In the above cited case the court was considering habeas corpus petition alleging that an adult girl was being detained against her wishes to marry her lover who belonged to different religion. The couple submitted before the Court that they could have solemnized their marriage under the Special Marriage Act, but the said Act requires a 30 day notice to be published and objections to be invited from the public at large. They contended that any such notice would be an invasion in their privacy and would cause unnecessary social pressure/interference in their free choice with regard to their marriage.
HC observed the concerns raised over by the couple and contended that the procedure made mandatory under the Special Marriage Act is cruel and unethical for the present and the future generations and it violates the fundamental rights recognized by the courts of the day and no apparent reasonable purpose has been achieved by making the procedure mandatory under the statute to be more protective or obstructive.
Under the provisions of Section 6 and 7 of the Special Marriage Act, couples were bound to publish the notice for a period of 30 days and invite objections with regard to the same. Any person could object to the marriage on the ground that it violates any of the condition of Section 4 of Act of SMA, 1954.
Therefore, HC reached to the conclusion that persons intended to get married can publish the notice by their free choice and desire and such publication of notice and procedure would not violate their fundamental rights as they have adopted the same of their free will and an invite to the objections u/s 7 of the act will come into effect only on the request of the parties and not otherwise.
Hence, while disposing of the petition HC stated that “this Court mandates that while giving notice under Section 5 of the Act of 1954 it shall be optional for the parties to the intended marriage to make a request in writing to the Marriage Officer to publish or not to publish a notice under Section 6 and follow the procedure of objections as prescribed under the Act of 1954. In case they do not make such a request for publication of notice in writing, while giving notice under Section 5 of the Act, the Marriage Officer shall not publish any such notice or entertain objections to the intended marriage and proceed with the solemnization of the marriage.

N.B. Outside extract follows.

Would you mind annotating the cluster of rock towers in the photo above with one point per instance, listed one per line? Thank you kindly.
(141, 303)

It goes without saying that it shall be open for the Marriage Officer, while solemnizing any marriage under the Act of 1954, to verify the identification, age and valid consent of the parties or otherwise their competence to marry under the said Act. In case he has any doubt, it shall be open for him to ask for appropriate details/proof as per the facts of the case”
Personal liberty and privacy are fundamental rights including within their sphere right to choose partner without interference from State, family or society, the High Court reiterated.